To increase traffic mobility and safety, several types of active traffic management (ATM) strategies, such as variable speed limit (VSL), ramp metering, dynamic message signs, and hard shoulder running (HSR), are adopted in many countries. While all kinds of ATM strategies show promise in releasing traffic congestion, many studies indicate that stand-alone strategies have very limited capability. To remedy the defects of stand-alone strategies, cooperative ATM strategies have caught researchers’ attention and different combinations have been studied. In this paper, a coordinated VSL and HSR control strategy based on a reinforcement learning technique—Q-learning—is proposed. The proposed control strategy bridges up a direct connection between the traffic flow data and the ATM control strategies via intensive self-learning processes, thus reducing the need for human knowledge. A typical congested interstate highway, I-270 in Maryland, United States, was selected as the study area to evaluate the proposed strategy.
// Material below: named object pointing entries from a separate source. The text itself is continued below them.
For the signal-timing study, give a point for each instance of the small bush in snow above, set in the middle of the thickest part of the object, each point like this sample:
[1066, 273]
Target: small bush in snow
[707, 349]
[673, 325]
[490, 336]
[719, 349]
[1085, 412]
A dynamic traffic assignment simulation model was introduced to calibrate the network with real-world data and was used to evaluate the regional impact of the proposed algorithm. Simulation results indicated that the proposed coordinated control could reduce corridor travel time by up to 27%. The performance of various control strategies were also compared. The results suggested that the proposed strategy outperformed the stand-alone control strategies and the traditional feedback-based VSL strategy in mitigating congestion and reducing travel time on the freeway corridor.